Bu son kararlar; iştirak kazancının bir kurumun başka bir kurumun sermayesine katılma payı karşılığında elde edilen kar payı olduğu, iştirak kazancının elde edilebilmesi için iki ayrı tüzel kişiliğin bulunması gerektiği, GVK 94. Maddeye göre kar dağıtımından söz edilebilmesi için iki ayrı tüzel kişiliğe haiz kurumun bulunması ve tüzel kişiler arasında hisse senedi veya iştirak hissesi varlığına dayalı bir iştirak eden/iştirak edilen ilişkisinin mevcut olmasının zorunlu olduğu, vakıflar ile iktisadi işletmelerinin ayrı tüzel kişilikleri bulunmamakla birlikte iktisadi işletmelerin vakıfların tüzel kişiliği içerisinde yer alan oluşumlar olduğu, aynı tüzel kişilik içerisinde iştirak ilişkisi olmasının söz konusu olamayacağı, GVK’nın 75/2. Maddesinde iştirak hisselerinden doğan kazançların menkul sermaye iradı sayıldığı ancak vergi kanunlarında iştirak hissesinin tanımının yapılmadığı, 75/2. Maddenin parantez içi bölümünde limited şirket ortaklarının, iş ortaklıklarının ve komanditerlerin kar payları ile kooperatiflerin dağıttıkları kazançların iştirak hisselerinden doğan kazanç olduğunun belirtildiği, dernek veya vakıflara ait iktisadi işletmelerden elde edilen karın dernek veya vakıfların hesaplarına aktarılmasının iştirak kazancı kabul edildiğine ilişkin açık bir düzenlemeye yer verilmediği, dernek ve vakıfların iktisadi işletmelerinin elde ettikleri kazançları bağlı bulundukları dernek veya vakıflara aktarmaları yönünde genel bir düzenleyici işlemin varlığı da mevcutken, iktisadi işletmelerin elde ettikleri karları hukuken bağlı ve ait olduğu dernek veya vakıflara aktarması işleminin kar dağıtımı olarak kabul edilemeyeceği ve söz konusu kazanç aktarımı üzerinden stopaj yapılamayacağı şeklinde (Danıştay 4. D.’nin 09.03.2022 tarihi ve E.2018/5142, K.2022/1412, 03.04.2019 tarihli ve E.2016/14002, K.2019/2532 sayılı Kararları).

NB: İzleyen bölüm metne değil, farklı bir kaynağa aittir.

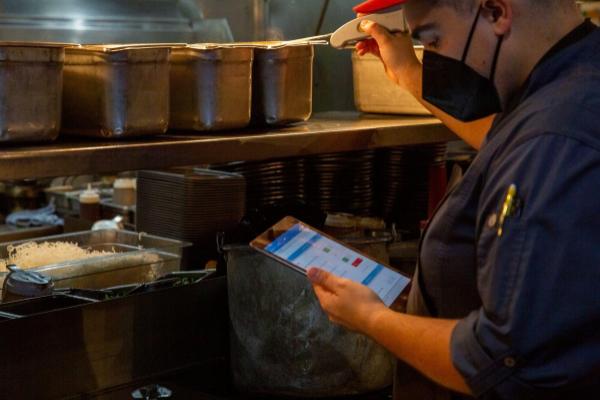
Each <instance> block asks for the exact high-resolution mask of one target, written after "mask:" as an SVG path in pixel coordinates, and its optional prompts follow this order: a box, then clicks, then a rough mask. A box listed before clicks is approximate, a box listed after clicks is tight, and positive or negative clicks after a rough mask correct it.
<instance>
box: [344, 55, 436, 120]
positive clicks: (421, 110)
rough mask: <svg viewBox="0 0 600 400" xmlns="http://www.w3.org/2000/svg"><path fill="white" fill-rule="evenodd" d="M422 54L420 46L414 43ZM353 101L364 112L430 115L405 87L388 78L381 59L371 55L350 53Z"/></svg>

Evet, Maliye’nin ısrarlı ve net görüşünün aksine Danıştay’ın vergi uyuşmazlıklarına bakan iki dairesinin verdiği farklı ve birbirine zıt kararlar, Vakıflar başta olmak üzere konuyla ilgili hemen herkeste kafa karışıklığı yarattı ve yaratıyor. Dava açılmasının hem mükelleflere hem de Maliye ve hazine’ye oldukça ciddi maliyeti oluyor. Vekalet ücretleri ve dava masrafları her iki taraf için de oldukça yüksek ve maliyetli. Bu sorunun bir an evvel çözümlenmesinde fayda var!
Bu konuda yapılabilecek iki şey var:
Birincisi, Danıştay’ın bu kararlar arasındaki aykırılığı hızlı bir şekilde gidermesi. Burada yapılacak şey aslında belli, en kısa sürede konunun Danıştay İçtihatı Birleştirme Kurulu’na taşınması ve bu kararlar arasındaki görüş farklılığının giderilmesi. İçtihadı Birleştirme Kurulu tarafından verilecek Karar, sorunu kökten çözebilir.
İkincisi ise, Maliye’nin önümüzdeki Ekim ayında TBMM’ye verilmesi beklenen Torba Yasa Teklifi’ne, bu sorunun kökten çözümüne yönelik bir hüküm eklemesi. Neden olmasın? Son birkaç Torba Yasa ile yapılan düzenlemeler, uygulamada sorun yaratan konuların çözümüne dönük oldu. Maliye, gerek özelgelerle gerekse yargı kararları ile içtihat haline gelmiş konuları ilgili yasalara aktararak, yaşanan bazı sorunlara son noktayı koydu.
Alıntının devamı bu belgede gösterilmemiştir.